3/10
Less Would Have Been More
14 April 2017
Warning: Spoilers
This early 'roughie' has acquired legendary status as the first really gory horror film to be made in America since the introduction of the Production Code of 1934.

Montauk, Long Island provides a suitably desolate and atmospheric backdrop, well-used by director/cameraman Jack Curtis, and which saved on the construction of sets during a production that Martin Kosleck later recalled took place in fits and starts over a three year period. The visual punch of the exteriors also owes a lot to scriptwriter Arnold Drake, who brought his experience in comic books to bear by storyboarding the film in advance; while vivid visual effects were achieved by such low-tech means as scratching holes on the negative with a pin to create the eerie glowing points of light that depicted the creatures in their miniature form. Drake's script also has a dry wit that enhances the far-fetched proceedings, along with Radley Metzger's editing and Julian Stein's score.

The four leads are all good (although surely they could have come up with a more original name for the hero than Grant Murdoch?). Barbara Wilkin and Rita Morley satisfyingly metamorphose from figure-hugging dresses into figure-hugging slacks upon arrival on the island, and the latter's performance as drunken diva Laura Winters improves considerably when her character eventually sobers up. It's probably not Ray Tudor's fault that Omar the beatnik has already outstayed his welcome before he even sets foot on dry land, since he was obviously written that way; but it makes his gruesome death all the more eagerly anticipated.
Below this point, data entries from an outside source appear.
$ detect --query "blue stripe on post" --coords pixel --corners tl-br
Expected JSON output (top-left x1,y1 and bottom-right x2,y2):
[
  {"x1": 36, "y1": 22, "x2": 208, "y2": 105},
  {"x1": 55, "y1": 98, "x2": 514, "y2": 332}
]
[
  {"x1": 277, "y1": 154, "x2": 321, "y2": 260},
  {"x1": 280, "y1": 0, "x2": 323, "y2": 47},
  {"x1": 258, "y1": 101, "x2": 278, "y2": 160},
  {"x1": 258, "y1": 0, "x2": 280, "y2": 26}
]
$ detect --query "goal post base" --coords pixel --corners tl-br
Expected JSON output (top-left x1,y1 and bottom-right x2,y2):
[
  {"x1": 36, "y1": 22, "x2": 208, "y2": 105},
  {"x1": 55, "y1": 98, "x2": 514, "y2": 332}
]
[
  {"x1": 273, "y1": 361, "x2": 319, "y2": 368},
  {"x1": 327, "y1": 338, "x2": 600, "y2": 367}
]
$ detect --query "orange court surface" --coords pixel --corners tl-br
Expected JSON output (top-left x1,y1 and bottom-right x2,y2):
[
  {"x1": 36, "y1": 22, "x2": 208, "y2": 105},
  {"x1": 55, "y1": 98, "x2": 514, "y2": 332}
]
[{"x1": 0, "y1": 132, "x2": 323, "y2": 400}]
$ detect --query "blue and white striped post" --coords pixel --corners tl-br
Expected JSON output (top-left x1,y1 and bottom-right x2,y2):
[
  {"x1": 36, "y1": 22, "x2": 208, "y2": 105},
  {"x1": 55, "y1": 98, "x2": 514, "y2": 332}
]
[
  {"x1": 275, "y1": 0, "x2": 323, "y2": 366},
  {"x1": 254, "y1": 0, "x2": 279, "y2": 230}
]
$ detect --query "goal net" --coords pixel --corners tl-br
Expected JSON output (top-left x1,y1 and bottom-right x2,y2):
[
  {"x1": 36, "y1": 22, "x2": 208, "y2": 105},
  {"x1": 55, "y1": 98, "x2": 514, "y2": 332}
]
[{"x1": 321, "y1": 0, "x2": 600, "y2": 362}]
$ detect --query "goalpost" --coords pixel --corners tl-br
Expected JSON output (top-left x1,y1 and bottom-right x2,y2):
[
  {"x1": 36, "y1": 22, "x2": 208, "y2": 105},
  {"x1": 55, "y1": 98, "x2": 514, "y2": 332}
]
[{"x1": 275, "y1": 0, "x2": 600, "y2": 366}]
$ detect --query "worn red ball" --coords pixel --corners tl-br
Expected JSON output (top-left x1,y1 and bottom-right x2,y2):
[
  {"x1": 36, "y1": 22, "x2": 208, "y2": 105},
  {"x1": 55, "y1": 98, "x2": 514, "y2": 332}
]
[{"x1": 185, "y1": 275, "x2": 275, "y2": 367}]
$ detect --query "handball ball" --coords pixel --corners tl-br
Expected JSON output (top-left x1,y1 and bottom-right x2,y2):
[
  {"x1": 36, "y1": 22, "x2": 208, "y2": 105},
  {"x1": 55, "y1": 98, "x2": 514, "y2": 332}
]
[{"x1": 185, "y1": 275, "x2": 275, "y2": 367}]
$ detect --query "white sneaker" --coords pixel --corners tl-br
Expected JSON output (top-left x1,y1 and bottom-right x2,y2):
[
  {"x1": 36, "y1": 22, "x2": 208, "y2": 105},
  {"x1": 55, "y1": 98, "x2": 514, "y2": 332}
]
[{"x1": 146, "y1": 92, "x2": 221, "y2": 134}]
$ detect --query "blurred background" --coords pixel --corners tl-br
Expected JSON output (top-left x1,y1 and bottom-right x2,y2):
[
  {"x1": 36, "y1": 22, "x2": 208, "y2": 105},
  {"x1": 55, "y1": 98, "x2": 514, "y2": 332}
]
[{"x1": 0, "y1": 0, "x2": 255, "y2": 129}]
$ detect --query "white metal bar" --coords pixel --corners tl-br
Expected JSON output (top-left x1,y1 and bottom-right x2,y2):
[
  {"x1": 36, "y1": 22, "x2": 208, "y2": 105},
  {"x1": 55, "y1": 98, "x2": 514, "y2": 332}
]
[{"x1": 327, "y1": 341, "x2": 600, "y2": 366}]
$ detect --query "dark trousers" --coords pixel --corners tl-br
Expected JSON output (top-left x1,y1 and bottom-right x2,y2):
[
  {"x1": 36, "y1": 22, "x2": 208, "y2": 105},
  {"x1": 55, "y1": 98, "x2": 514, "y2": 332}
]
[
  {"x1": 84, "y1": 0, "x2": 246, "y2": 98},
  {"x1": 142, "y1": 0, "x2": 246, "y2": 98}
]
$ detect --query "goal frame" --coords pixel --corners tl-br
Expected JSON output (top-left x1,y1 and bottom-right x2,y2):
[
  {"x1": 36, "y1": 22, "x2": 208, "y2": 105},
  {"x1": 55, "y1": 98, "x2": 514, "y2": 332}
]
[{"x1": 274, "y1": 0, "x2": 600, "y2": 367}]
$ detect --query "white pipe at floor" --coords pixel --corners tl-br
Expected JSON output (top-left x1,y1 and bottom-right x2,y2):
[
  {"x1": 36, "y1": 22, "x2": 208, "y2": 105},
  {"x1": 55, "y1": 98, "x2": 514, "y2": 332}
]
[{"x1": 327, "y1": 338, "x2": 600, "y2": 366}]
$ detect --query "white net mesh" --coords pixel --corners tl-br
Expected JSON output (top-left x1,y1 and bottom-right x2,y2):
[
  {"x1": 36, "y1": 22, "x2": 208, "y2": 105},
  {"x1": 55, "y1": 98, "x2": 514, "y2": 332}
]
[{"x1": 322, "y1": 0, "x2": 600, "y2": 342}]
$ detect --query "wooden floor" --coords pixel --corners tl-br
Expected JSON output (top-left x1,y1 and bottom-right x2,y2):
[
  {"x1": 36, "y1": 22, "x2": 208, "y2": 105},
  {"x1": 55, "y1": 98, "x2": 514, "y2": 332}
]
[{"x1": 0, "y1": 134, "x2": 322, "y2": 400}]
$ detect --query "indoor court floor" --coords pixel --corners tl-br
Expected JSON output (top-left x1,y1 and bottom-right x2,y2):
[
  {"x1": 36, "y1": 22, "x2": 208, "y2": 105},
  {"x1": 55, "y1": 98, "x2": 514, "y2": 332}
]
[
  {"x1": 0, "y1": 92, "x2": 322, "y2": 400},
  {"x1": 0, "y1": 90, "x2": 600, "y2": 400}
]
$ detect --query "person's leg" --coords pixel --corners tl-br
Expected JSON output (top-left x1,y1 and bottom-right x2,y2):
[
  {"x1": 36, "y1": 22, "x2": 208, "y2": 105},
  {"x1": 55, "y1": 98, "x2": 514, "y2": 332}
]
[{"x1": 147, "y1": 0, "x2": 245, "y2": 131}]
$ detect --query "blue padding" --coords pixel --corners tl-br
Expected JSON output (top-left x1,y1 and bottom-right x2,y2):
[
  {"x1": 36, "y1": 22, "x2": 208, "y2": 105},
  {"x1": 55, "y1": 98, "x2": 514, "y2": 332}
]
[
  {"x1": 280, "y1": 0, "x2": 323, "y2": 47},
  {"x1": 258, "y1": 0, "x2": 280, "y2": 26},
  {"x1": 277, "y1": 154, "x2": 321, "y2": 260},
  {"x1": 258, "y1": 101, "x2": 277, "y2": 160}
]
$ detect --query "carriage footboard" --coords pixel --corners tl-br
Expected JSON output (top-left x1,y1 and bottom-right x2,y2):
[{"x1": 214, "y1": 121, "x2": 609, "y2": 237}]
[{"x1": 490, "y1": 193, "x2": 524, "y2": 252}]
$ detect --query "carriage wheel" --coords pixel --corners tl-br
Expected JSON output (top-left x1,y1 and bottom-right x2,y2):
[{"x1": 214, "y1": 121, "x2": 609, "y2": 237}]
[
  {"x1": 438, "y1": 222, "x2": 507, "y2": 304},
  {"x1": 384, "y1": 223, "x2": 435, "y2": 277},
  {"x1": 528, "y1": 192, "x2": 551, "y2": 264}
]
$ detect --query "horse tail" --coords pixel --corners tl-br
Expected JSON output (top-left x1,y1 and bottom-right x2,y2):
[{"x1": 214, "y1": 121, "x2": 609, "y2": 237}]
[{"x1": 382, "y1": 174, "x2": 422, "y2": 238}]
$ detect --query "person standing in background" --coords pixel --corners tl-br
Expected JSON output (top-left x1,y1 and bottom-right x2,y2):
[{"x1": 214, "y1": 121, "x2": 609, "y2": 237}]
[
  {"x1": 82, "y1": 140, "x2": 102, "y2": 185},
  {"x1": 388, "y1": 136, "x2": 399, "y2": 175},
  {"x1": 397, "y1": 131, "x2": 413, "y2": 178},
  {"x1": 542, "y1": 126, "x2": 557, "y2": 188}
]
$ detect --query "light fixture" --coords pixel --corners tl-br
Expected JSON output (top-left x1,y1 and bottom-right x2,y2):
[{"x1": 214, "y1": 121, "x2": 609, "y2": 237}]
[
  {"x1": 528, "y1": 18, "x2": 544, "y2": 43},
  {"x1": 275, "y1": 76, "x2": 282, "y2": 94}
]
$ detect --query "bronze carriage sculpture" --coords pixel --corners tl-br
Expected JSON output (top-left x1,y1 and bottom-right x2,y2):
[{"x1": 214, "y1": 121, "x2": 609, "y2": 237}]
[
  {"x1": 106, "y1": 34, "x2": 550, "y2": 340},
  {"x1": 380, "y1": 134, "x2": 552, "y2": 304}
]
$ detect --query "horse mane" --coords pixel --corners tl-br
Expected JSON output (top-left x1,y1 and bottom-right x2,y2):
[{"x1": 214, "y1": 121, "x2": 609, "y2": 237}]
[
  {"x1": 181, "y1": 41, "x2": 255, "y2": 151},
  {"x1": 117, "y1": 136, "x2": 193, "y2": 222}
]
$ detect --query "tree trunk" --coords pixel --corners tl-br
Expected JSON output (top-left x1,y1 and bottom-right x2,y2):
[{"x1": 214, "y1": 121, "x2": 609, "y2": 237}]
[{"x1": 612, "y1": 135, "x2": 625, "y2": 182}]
The finale, however, comes as a bit of a letdown, since the flesh eaters were ironically a far more interesting and unusual menace while they were microscopically small; when they ultimately coalesce into one enormous and repulsive monster, the film's conclusion becomes disappointingly conventional. The gruesome gore effects that give this film its legendary status derive from the disgustingly intimate nature of the corrosive havoc they wreak on their victims - stripping flesh bare, tearing them apart from inside, and so on - in ways that derive directly from their tiny size.